Dasz rade. A jaka satysfakcja:)
Vader [ Senator ]
W linku masz text Zemsty. Przeczytasz w 3 godziny, prace napieszesz w 2 godziny. Tak zarwiesz w ten sposob noc, ale przynajmniej poczujesz sie jak student. :-)
Vader [ Senator ]
link --->
Zax_Na_Max [ Bo Emeryt Znał Karate ]
nie macie żadnych prac...mam jedną godzinkę do szkoły i muszę do mieć...
Zax_Na_Max [ Bo Emeryt Znał Karate ]
"Zemsta" Aleksandra Fredry to, jak się często mawia, Polaków portret własny. Nieśmiertelne, karykaturalnie zarysowane typy składają się na coś, co nazywamy przeklętym polskim charakterem, przypadłością wyróżniającą nas niechlubnie od innych nacji. Przeklęty znaczy bowiem także - dziedziczony z dziada pradziada, a więc będący genetyczną skazą, nieodwołalnie przypisanym atrybutem. W definiowaniu i wyszydzaniu narodowych charakterów należy być ostrożnym: wiadomo, ile zła w historii ludzkości przyniósł stereotyp chciwego Żyda czy gnuśnego Murzyna. Co innego jednak, gdy zamiast złośliwego portretu Obcego powstaje przenikliwy autoportret - krytyczny obraz stworzony w ramach pewnej kultury, przez kogoś, kto uważa się za jej nieodrodnego spadkobiercę. To już nie stereotyp, a krzywe zwierciadło. Dzięki niemu zaczynamy patrzeć na siebie z dystansem i niepotrzebne napięcia rozbrajamy śmiechem. Patrząc wstecz na naszą kulturową przeszłość okazuje się, że nie było z nami aż tak źle. Choć nie potrafimy, tak jak Czesi na przykład, bezceremonialnie śmiać się ze swych słabości, to jednak w każdej niemal epoce pojawiał się u nas jakiś Stańczyk, który mącił narodową harmonię, budząc swoich pobratymców ze stanu samozadowolenia.
Jedna cecha polskiego charakteru była przez owych Stańczyków piętnowana w sposób szczególnie mocny. Otóż Polak z Polakiem bardzo się nawzajem nie lubią. I to już jest prawdziwy narodowy dramat. Każdy będzie walczył do upadłego, czapkę sprzeda, pas zastawi, byle tylko dopiec drugiemu.

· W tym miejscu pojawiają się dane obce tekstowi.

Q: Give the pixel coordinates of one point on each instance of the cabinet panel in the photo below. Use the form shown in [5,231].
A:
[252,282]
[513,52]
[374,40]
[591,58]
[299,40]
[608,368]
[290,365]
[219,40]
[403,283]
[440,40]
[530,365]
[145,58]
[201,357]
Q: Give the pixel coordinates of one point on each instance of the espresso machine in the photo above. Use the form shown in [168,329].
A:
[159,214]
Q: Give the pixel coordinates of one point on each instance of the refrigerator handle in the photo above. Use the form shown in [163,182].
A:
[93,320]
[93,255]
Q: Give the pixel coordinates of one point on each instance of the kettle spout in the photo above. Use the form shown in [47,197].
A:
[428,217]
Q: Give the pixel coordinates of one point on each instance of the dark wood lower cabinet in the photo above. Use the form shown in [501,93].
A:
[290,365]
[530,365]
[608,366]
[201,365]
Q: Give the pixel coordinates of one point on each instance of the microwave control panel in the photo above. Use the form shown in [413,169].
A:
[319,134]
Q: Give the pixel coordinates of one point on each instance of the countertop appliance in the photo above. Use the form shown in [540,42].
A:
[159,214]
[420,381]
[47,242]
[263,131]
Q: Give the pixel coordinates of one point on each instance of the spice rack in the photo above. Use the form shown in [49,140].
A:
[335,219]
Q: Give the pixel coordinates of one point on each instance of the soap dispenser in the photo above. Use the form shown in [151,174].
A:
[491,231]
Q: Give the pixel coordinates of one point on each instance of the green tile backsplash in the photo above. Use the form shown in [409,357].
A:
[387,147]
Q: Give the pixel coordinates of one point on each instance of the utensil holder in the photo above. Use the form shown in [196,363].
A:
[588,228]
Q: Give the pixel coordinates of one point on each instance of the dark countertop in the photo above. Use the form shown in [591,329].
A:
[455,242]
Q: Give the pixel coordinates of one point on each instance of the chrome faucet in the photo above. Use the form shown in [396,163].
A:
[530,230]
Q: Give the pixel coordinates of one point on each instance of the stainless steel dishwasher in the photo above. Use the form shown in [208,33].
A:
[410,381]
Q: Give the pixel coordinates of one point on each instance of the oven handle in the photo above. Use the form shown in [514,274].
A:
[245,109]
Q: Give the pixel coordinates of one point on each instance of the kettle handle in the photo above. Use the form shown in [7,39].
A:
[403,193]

Zdaje się, że zaakceptowaliśmy nasze wady z całym bogactwem inwentarza, i właśnie teraz, w warunkach pokoju, demokracji i tolerancji, plenią się one bez umiaru. Przysłowiowa już poranna transmisja z obrad Sejmu dostarcza nam materiału surowego, artystycznie nieprzetworzonego; regularność zamieniła się w oczywistość.
Poprosił bym mały wstępik bo nie wiem jak zacząć i żeby ktoś naopisał mi parę przykładów co łaczy nas z nimi (wtedy wiecie czyli przykładyportretu (podobieństw))

U_N [ -KOCHAM ANIE- ]
jak nie oddasz to sie na tobie zemszcza :P
Zax_Na_Max [ Bo Emeryt Znał Karate ]
wow, no co ty....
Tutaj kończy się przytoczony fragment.